Cloud – Page 185 – Curated SQL

Submitting A Spark Job On HDInsight

Published 2017-01-09 by Kevin Feasel

Bharath Venkatesh shows different ways to run a Spark job on HDInsight:

From HDI 3.5 onwards, our clusters come preinstalled with Zeppelin Notebooks. Much like Jupyter notebooks, Zeppelin is a web-based notebook that enables interactive data analytics. It provides built-in Spark intergration that allows for:

Automatic SparkContext and SQLContext injection

Runtime jar dependency loading from local filesystem or maven repository. Learn more about dependency loader.

Canceling job and displaying its progress

This MSDN article provides a quick easy-to-use onboarding guide to help get acclimatized to Zeppelin. You can also try several applications that come pre-installed on your cluster to get hands on experience of Zeppelin.

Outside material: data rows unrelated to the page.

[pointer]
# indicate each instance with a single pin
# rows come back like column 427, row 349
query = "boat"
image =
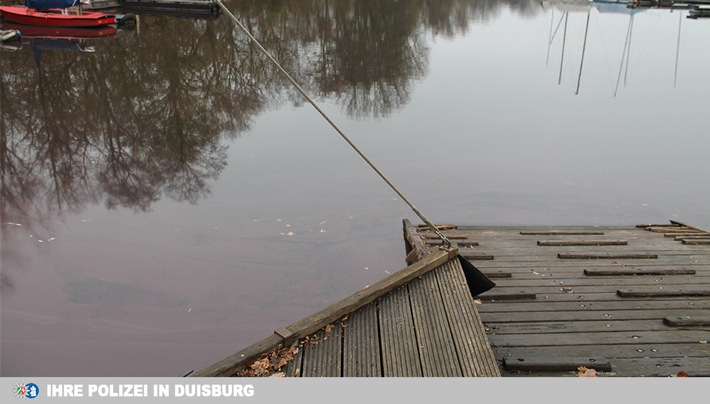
column 32, row 31
column 53, row 13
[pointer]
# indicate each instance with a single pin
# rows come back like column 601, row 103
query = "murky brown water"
column 169, row 199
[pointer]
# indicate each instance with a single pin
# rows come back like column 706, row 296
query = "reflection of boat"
column 33, row 31
column 55, row 17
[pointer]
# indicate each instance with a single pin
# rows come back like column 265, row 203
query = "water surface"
column 169, row 198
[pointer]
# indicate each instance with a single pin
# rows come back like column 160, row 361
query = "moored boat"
column 54, row 17
column 33, row 31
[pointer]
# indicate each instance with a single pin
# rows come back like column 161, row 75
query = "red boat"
column 31, row 31
column 55, row 17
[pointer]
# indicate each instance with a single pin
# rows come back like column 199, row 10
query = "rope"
column 330, row 121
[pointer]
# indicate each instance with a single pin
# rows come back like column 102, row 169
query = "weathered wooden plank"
column 568, row 363
column 436, row 345
column 229, row 366
column 684, row 234
column 662, row 367
column 640, row 304
column 497, row 297
column 700, row 241
column 687, row 321
column 643, row 226
column 322, row 354
column 553, row 327
column 662, row 293
column 566, row 243
column 586, row 316
column 561, row 233
column 361, row 345
column 670, row 229
column 469, row 336
column 613, row 352
column 594, row 292
column 450, row 236
column 600, row 338
column 617, row 256
column 293, row 368
column 498, row 274
column 477, row 256
column 702, row 236
column 637, row 272
column 359, row 299
column 400, row 351
column 531, row 282
column 459, row 243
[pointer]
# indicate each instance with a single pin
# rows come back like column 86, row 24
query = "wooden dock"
column 617, row 301
column 625, row 301
column 419, row 322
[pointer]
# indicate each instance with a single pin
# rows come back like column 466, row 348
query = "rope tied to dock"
column 342, row 134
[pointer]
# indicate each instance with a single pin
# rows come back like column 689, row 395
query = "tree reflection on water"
column 145, row 115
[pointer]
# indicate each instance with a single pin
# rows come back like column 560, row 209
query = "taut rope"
column 330, row 121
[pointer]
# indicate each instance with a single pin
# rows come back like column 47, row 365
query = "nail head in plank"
column 686, row 321
column 556, row 364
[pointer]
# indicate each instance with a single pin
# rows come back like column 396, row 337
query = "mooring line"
column 331, row 122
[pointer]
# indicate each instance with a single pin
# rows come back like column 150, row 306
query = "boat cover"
column 42, row 5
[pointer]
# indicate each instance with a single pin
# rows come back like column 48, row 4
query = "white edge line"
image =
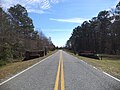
column 111, row 76
column 98, row 69
column 25, row 70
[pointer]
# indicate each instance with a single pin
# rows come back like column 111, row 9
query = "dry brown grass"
column 13, row 68
column 108, row 65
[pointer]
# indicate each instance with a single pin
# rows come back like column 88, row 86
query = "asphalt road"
column 61, row 71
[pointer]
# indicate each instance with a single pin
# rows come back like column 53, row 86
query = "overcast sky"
column 57, row 18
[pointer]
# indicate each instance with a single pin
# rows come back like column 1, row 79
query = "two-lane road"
column 61, row 71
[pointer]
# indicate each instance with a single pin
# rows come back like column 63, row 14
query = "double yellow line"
column 60, row 75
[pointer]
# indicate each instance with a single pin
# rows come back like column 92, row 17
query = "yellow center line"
column 60, row 66
column 62, row 74
column 57, row 77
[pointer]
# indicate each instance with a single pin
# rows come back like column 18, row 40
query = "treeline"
column 101, row 34
column 17, row 34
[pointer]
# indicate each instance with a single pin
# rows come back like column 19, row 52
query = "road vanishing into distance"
column 61, row 71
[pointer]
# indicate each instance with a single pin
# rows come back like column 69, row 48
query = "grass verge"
column 10, row 69
column 110, row 65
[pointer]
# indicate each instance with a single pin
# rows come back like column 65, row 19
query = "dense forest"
column 101, row 34
column 17, row 34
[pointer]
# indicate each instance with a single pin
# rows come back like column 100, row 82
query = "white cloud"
column 36, row 6
column 70, row 20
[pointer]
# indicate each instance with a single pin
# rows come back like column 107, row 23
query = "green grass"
column 107, row 64
column 10, row 69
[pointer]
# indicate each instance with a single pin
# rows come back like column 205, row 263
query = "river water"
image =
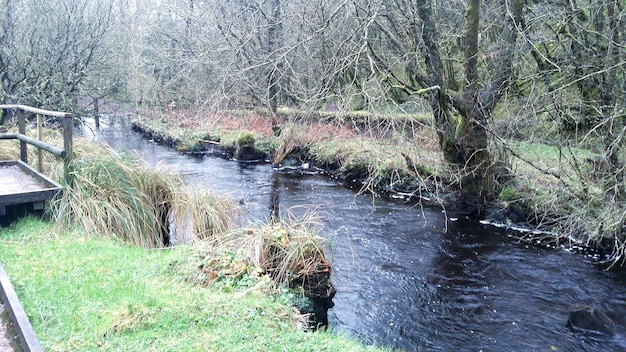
column 413, row 278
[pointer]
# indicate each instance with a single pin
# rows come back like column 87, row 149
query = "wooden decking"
column 21, row 184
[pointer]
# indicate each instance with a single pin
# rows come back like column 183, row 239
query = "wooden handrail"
column 35, row 110
column 68, row 127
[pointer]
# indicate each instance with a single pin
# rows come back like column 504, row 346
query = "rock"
column 589, row 318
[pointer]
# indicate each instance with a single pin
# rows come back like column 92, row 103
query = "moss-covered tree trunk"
column 462, row 119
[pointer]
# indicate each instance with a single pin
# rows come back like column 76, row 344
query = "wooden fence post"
column 68, row 130
column 21, row 123
column 40, row 137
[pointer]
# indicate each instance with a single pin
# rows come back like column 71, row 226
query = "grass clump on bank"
column 122, row 195
column 373, row 151
column 84, row 293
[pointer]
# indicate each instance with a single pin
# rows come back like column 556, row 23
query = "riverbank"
column 399, row 156
column 86, row 293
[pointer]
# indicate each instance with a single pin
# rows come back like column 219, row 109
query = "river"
column 416, row 278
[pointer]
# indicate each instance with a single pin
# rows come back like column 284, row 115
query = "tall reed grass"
column 119, row 194
column 289, row 250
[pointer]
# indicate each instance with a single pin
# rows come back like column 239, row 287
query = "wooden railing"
column 68, row 128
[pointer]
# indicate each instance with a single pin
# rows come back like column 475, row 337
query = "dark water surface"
column 413, row 278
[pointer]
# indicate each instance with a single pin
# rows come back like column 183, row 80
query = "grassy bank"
column 369, row 152
column 550, row 186
column 85, row 293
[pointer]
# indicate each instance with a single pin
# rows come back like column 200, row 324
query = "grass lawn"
column 95, row 294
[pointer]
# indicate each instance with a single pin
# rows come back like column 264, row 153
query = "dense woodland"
column 493, row 75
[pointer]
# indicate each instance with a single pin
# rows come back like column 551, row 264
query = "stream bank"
column 415, row 278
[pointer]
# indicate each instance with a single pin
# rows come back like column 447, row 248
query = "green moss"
column 245, row 139
column 509, row 194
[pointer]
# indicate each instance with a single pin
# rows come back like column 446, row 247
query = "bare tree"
column 49, row 48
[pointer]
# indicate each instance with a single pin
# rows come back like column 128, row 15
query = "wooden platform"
column 21, row 184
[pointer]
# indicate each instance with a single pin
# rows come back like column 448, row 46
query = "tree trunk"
column 462, row 121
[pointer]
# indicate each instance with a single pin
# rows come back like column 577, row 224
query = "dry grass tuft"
column 290, row 251
column 122, row 195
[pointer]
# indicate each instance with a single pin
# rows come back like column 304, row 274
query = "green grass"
column 85, row 293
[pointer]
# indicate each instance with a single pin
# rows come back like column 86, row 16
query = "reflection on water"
column 409, row 278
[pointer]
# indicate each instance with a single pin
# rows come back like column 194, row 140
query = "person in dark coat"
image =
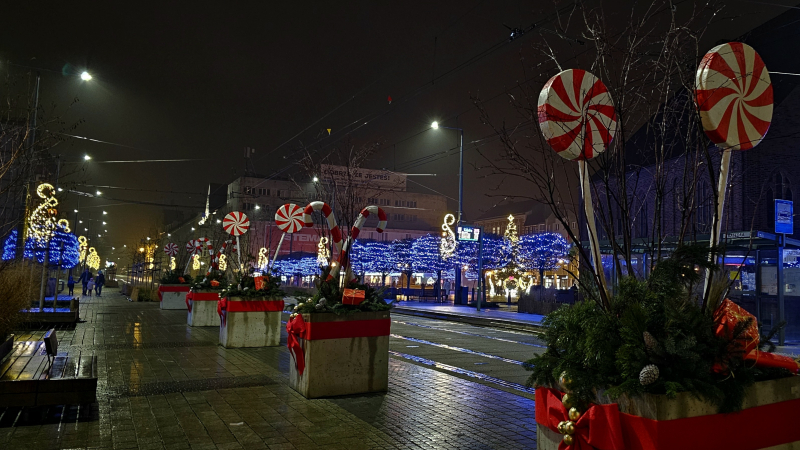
column 99, row 282
column 84, row 279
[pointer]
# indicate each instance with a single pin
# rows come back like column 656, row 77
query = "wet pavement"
column 165, row 385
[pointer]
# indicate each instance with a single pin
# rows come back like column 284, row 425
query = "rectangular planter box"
column 251, row 328
column 204, row 312
column 763, row 394
column 346, row 365
column 172, row 298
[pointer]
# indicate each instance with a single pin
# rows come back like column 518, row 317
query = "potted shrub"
column 250, row 313
column 173, row 289
column 201, row 301
column 658, row 368
column 339, row 341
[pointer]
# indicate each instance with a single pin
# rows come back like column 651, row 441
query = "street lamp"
column 435, row 126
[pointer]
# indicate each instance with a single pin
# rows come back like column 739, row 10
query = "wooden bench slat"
column 70, row 368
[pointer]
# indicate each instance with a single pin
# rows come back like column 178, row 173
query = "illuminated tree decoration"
column 263, row 258
column 323, row 254
column 447, row 246
column 59, row 241
column 93, row 259
column 10, row 246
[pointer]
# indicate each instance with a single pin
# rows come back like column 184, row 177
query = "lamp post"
column 435, row 126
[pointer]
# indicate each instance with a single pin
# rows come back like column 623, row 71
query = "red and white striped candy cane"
column 354, row 232
column 336, row 233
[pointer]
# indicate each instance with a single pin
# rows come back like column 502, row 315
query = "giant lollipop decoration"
column 577, row 118
column 236, row 224
column 734, row 98
column 289, row 219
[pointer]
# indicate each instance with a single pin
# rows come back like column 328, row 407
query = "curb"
column 472, row 320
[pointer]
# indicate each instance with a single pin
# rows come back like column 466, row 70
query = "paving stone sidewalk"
column 164, row 385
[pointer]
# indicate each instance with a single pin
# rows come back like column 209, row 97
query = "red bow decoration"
column 726, row 317
column 296, row 328
column 597, row 428
column 222, row 306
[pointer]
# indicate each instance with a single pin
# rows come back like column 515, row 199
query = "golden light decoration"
column 42, row 221
column 322, row 251
column 84, row 245
column 263, row 258
column 447, row 246
column 93, row 260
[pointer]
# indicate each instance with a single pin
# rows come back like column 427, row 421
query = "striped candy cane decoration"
column 354, row 232
column 336, row 233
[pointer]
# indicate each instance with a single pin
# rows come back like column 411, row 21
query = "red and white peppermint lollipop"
column 734, row 96
column 289, row 218
column 576, row 115
column 236, row 223
column 171, row 249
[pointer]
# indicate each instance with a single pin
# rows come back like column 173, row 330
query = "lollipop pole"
column 269, row 267
column 594, row 243
column 716, row 231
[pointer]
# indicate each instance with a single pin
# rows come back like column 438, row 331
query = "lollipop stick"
column 588, row 207
column 716, row 232
column 269, row 267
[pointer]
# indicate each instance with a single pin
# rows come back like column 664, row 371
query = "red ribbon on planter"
column 298, row 328
column 162, row 288
column 225, row 306
column 749, row 429
column 200, row 297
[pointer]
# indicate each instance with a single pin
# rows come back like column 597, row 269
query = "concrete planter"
column 203, row 310
column 760, row 404
column 173, row 296
column 342, row 365
column 250, row 322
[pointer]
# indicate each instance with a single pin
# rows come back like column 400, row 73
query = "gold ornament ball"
column 567, row 401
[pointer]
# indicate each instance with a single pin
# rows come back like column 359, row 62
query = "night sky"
column 204, row 81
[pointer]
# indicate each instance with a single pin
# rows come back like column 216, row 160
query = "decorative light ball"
column 648, row 375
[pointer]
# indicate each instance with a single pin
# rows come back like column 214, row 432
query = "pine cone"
column 650, row 343
column 648, row 375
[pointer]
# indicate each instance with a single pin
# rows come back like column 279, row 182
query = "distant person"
column 100, row 282
column 90, row 286
column 84, row 279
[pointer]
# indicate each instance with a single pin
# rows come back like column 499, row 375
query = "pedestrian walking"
column 100, row 282
column 90, row 286
column 71, row 284
column 84, row 279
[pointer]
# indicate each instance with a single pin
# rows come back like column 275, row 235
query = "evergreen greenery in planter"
column 246, row 288
column 655, row 337
column 328, row 298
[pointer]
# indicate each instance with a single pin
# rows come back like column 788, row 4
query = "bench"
column 32, row 376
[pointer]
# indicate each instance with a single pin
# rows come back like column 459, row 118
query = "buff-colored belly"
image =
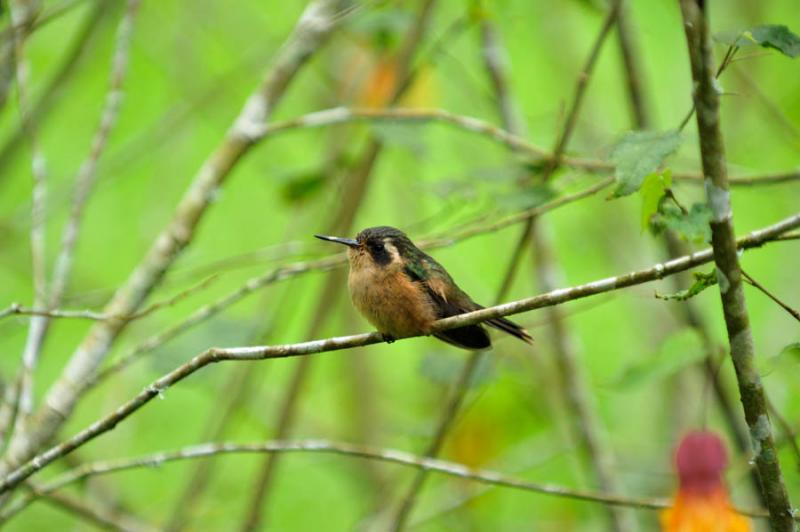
column 392, row 303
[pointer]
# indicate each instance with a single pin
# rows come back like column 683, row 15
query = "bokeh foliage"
column 192, row 65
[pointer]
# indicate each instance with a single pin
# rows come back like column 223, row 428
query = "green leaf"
column 792, row 350
column 445, row 369
column 401, row 136
column 775, row 36
column 639, row 154
column 701, row 282
column 653, row 188
column 678, row 351
column 692, row 226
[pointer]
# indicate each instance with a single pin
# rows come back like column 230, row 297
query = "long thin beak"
column 346, row 241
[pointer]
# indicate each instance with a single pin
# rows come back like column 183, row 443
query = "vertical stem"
column 689, row 313
column 22, row 13
column 548, row 274
column 400, row 517
column 316, row 23
column 355, row 190
column 729, row 275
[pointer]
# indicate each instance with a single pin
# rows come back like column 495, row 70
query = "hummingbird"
column 401, row 290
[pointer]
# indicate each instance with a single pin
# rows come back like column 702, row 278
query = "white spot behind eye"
column 392, row 249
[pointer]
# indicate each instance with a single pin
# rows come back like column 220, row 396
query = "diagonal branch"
column 391, row 456
column 40, row 323
column 320, row 265
column 314, row 26
column 729, row 274
column 214, row 355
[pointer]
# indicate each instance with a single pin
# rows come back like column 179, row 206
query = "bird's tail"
column 511, row 328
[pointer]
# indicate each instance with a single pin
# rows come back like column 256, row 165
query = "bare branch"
column 211, row 356
column 17, row 309
column 393, row 456
column 356, row 184
column 22, row 13
column 327, row 263
column 311, row 31
column 87, row 174
column 792, row 312
column 342, row 115
column 93, row 513
column 712, row 152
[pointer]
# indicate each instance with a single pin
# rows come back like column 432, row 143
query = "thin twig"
column 393, row 456
column 19, row 310
column 788, row 432
column 314, row 26
column 214, row 355
column 448, row 417
column 762, row 288
column 548, row 274
column 355, row 190
column 321, row 265
column 93, row 513
column 85, row 179
column 342, row 115
column 22, row 12
column 74, row 52
column 556, row 160
column 712, row 152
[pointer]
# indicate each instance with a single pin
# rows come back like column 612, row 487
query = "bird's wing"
column 450, row 300
column 439, row 287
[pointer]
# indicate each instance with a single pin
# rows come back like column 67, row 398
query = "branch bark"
column 311, row 31
column 340, row 448
column 729, row 275
column 355, row 191
column 211, row 356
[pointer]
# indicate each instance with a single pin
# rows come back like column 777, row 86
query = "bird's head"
column 376, row 247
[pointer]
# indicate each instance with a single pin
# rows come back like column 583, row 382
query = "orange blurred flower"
column 702, row 503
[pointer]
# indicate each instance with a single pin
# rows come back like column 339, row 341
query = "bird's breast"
column 393, row 303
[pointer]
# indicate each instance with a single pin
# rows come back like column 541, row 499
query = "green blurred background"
column 191, row 67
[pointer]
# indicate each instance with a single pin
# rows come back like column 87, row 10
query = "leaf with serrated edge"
column 652, row 190
column 775, row 36
column 639, row 154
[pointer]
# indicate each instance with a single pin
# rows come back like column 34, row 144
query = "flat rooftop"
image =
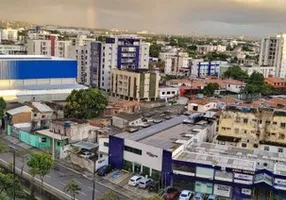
column 168, row 134
column 234, row 157
column 30, row 57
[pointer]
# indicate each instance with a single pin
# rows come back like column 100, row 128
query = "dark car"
column 104, row 170
column 171, row 194
column 153, row 186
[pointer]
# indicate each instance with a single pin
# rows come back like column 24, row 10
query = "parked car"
column 104, row 170
column 171, row 194
column 212, row 197
column 199, row 196
column 86, row 154
column 134, row 180
column 144, row 182
column 153, row 187
column 186, row 195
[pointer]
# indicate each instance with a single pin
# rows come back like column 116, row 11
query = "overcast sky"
column 209, row 17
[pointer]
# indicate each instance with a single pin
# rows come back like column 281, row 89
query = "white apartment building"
column 13, row 49
column 273, row 54
column 49, row 47
column 176, row 65
column 9, row 34
column 204, row 49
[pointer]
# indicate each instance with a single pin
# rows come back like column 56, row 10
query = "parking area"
column 121, row 178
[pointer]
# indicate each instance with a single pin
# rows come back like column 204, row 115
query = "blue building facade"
column 207, row 178
column 37, row 69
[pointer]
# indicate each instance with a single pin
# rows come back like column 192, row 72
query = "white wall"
column 144, row 159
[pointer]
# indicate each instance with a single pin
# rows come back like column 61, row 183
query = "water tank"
column 67, row 124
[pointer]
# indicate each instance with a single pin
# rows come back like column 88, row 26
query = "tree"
column 210, row 89
column 236, row 73
column 73, row 188
column 85, row 103
column 7, row 184
column 40, row 164
column 154, row 197
column 109, row 195
column 155, row 50
column 2, row 107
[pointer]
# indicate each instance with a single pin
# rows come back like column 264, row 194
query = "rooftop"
column 233, row 157
column 128, row 116
column 30, row 57
column 18, row 110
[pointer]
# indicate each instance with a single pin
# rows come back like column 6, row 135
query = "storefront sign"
column 242, row 171
column 280, row 183
column 222, row 190
column 152, row 155
column 243, row 178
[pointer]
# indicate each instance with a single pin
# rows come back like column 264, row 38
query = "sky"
column 206, row 17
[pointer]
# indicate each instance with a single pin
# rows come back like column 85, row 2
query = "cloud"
column 172, row 16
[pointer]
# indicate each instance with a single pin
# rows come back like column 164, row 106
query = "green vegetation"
column 255, row 82
column 109, row 195
column 210, row 89
column 155, row 50
column 2, row 107
column 7, row 185
column 73, row 188
column 85, row 104
column 236, row 73
column 215, row 56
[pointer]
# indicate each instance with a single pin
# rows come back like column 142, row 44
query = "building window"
column 133, row 150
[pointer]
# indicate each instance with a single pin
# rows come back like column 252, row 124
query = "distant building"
column 201, row 68
column 9, row 34
column 176, row 65
column 36, row 78
column 204, row 49
column 140, row 86
column 275, row 82
column 51, row 46
column 272, row 54
column 6, row 49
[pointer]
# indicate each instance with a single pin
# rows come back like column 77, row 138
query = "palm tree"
column 73, row 188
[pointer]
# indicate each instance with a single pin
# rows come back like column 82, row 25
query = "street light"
column 14, row 171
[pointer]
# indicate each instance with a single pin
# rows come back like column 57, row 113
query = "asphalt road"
column 60, row 176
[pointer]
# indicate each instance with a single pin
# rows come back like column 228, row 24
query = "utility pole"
column 14, row 171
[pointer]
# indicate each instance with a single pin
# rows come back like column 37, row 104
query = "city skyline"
column 222, row 17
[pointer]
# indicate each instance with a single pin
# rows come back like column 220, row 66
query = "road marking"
column 82, row 193
column 62, row 183
column 78, row 182
column 92, row 189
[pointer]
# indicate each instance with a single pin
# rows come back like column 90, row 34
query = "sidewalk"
column 101, row 181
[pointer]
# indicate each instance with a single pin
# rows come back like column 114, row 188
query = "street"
column 60, row 176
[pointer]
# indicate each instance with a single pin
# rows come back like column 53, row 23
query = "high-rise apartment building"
column 49, row 46
column 97, row 59
column 273, row 54
column 135, row 85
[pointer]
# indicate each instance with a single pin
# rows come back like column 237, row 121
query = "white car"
column 186, row 195
column 86, row 154
column 134, row 180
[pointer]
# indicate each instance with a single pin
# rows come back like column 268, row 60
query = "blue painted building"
column 30, row 78
column 176, row 154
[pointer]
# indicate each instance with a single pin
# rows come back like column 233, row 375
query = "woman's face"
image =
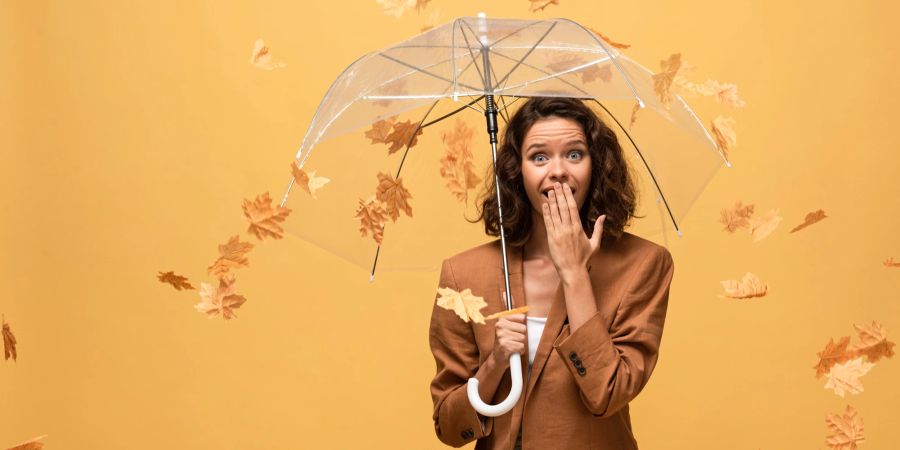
column 555, row 150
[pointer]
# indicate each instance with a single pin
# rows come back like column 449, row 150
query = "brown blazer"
column 561, row 407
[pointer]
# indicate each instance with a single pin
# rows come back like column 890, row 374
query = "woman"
column 597, row 295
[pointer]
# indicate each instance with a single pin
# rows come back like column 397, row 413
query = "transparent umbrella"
column 384, row 121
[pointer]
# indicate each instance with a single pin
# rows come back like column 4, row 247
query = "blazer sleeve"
column 456, row 356
column 611, row 366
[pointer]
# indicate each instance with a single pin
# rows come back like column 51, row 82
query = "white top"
column 535, row 327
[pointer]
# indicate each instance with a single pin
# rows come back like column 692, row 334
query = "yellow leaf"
column 264, row 218
column 811, row 218
column 748, row 287
column 846, row 430
column 177, row 281
column 393, row 195
column 220, row 301
column 762, row 227
column 844, row 377
column 261, row 58
column 464, row 304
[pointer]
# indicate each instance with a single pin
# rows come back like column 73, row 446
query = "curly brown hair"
column 611, row 189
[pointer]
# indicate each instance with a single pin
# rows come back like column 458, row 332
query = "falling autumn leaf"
column 723, row 131
column 509, row 312
column 177, row 281
column 380, row 130
column 662, row 81
column 232, row 254
column 372, row 216
column 844, row 377
column 761, row 227
column 873, row 342
column 736, row 217
column 539, row 5
column 404, row 134
column 610, row 41
column 264, row 218
column 457, row 164
column 834, row 353
column 748, row 287
column 308, row 181
column 220, row 301
column 811, row 218
column 9, row 342
column 32, row 444
column 261, row 58
column 393, row 195
column 846, row 430
column 464, row 304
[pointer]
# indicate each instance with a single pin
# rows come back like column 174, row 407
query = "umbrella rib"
column 527, row 54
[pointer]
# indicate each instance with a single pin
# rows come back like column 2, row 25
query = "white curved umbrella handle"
column 515, row 367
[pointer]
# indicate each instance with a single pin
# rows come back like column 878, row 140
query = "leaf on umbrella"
column 873, row 342
column 372, row 216
column 32, row 444
column 308, row 181
column 261, row 58
column 834, row 353
column 748, row 287
column 846, row 430
column 393, row 195
column 232, row 254
column 222, row 300
column 177, row 281
column 403, row 134
column 762, row 227
column 464, row 304
column 662, row 81
column 264, row 218
column 509, row 312
column 9, row 342
column 610, row 41
column 723, row 131
column 736, row 217
column 539, row 5
column 844, row 377
column 380, row 130
column 457, row 164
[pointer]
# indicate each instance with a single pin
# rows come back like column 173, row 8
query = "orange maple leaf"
column 264, row 218
column 834, row 353
column 9, row 341
column 464, row 304
column 662, row 81
column 736, row 217
column 177, row 281
column 457, row 164
column 610, row 41
column 748, row 287
column 811, row 218
column 394, row 196
column 372, row 216
column 220, row 301
column 404, row 134
column 231, row 255
column 846, row 430
column 873, row 342
column 539, row 5
column 723, row 131
column 380, row 130
column 261, row 58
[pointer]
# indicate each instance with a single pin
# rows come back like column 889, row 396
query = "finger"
column 573, row 206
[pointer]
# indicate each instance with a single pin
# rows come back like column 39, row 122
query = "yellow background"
column 131, row 131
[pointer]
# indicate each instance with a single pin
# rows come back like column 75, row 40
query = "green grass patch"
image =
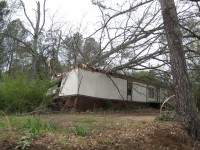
column 87, row 120
column 81, row 129
column 31, row 125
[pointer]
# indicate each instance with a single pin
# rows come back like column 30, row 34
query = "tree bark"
column 186, row 109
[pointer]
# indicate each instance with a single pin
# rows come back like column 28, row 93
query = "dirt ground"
column 133, row 130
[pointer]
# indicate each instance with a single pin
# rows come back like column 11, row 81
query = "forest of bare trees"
column 130, row 36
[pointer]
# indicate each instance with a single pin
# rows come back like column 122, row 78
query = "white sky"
column 73, row 12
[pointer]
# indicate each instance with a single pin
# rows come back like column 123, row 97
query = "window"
column 151, row 92
column 129, row 88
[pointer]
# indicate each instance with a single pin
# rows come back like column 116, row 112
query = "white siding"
column 69, row 84
column 100, row 85
column 154, row 98
column 139, row 92
column 163, row 94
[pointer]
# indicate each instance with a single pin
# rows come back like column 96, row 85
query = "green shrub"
column 21, row 94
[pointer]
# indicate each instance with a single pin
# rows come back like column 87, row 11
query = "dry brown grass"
column 134, row 130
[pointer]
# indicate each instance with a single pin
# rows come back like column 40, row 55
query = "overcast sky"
column 72, row 11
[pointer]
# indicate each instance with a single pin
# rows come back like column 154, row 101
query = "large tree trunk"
column 186, row 109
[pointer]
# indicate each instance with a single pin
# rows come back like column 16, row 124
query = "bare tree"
column 186, row 111
column 37, row 28
column 129, row 33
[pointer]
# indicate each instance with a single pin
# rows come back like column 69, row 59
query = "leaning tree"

Zeppelin is probably my favorite method, but there are good reasons to use all of these.

Comments closed

Azure Resource Explorer

Published 2017-01-06 by Kevin Feasel

Kenneth Fisher discusses the Azure Resource Explorer:

Now this is just default tab. The GET, PUT tab. Which basically shows you the get command of the resource manager API that calls this information, and if you hit the edit button you can actually change information in the JSON output and issue a PUT command to send it back. I’ll admit up front that this is a bit beyond me as I don’t do API calls and I’m new enough to Azure that I don’t know what I can and can’t change (everything I’ve tried so far hasn’t worked). There are several other tabs, though, including a Powershell one and I’m a bit more familiar with Powershell. In it, you can see some of the Powershell commands associated with the resource manager and this particular object.

Read on for more information.

Comments closed

Polybase And Azure SQL Data Warehouse

Published 2017-01-05 by Kevin Feasel

I have a post on using Polybase with Azure SQL Data Warehouse:

That’s a header row, and I’m okay with it not making its way in. As a quick aside, I should note that I picked tailnum as my distribution key. The airplane’s tail number is unique to that craft, so there absolutely will be more than 60 distinct values, and as I recall, this data set didn’t have too many NULL values. After loading the 2008 data, I loaded all years’ data the same way, except selecting from dbo.Flights instead of Flights2008.

Click through for more details, including the CETAS statement, which I’d love to see in on-prem SQL Server.

Comments closed

Elastic Pool Database Sizes

Published 2017-01-05 by Kevin Feasel

Vincent-Philippe Lauzon looks at how you can size databases with an Azure Elastic Pool:

We can’t change a database maximum size in the portal (as of December 2016).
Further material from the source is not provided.